14.- Día 24 de diciembre, once de la mañana. Acompañé a Montse a comprar los regalos de Reyes. Hacía frío. Sacó del bolso una bufanda y me la anudó al cuello. Le dije que me disculpara, pero aún no podía entregarle su regalo. Me notó preocupado. Le quité importancia diciendo que un jesuita, al que debía mucho, había tenido un accidente. Posiblemente tendría que salir esa misma noche. Me comprendió; dijo que le encantaba mi buen corazón. Prometió no separarse nunca de mi lado. Comimos en Xaica, un bufé libre. Llamé al camarero, sin esperar al café, y pagué la cuenta. Le pedí comprensión. Sentía asco de mí mismo: nunca me ha gustado la gente que juega con los sentimientos de los demás, pero no sabía qué hacer. La acompañé a casa y, al despedirnos, me abracé a ella emocionado. No sabía si volveríamos a vernos.

En la escalera, me crucé con el Colilla, que había visto a Olga preparar las bolsas de viaje.

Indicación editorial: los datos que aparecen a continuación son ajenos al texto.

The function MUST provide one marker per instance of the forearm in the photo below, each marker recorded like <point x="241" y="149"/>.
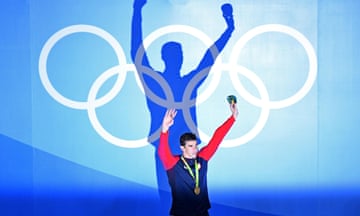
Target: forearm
<point x="164" y="151"/>
<point x="208" y="151"/>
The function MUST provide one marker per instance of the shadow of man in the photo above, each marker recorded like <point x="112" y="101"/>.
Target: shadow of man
<point x="165" y="89"/>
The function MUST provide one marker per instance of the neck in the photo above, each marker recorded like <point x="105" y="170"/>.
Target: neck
<point x="189" y="156"/>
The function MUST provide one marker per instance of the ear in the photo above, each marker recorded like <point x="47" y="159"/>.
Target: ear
<point x="182" y="148"/>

Me preguntó, muy serio, si pensaba marcharme con ella y le dije que sí. Nos abrazamos y nos deseó suerte. Olga estaba dispuesta. Le dije que tenía un regalo sorpresa para ella y se lo daría cuando llegásemos a Madrid. Utilizó todas sus zalamerías para saber qué era, pero yo no cedí. Llamó a la consulta de Santamaría. Ningún problema. La estaban esperando con la liquidación: casi veinte mil pesetas. Cargué las bolsas en el maletero y subimos al coche. El corazón me saltaba del pecho.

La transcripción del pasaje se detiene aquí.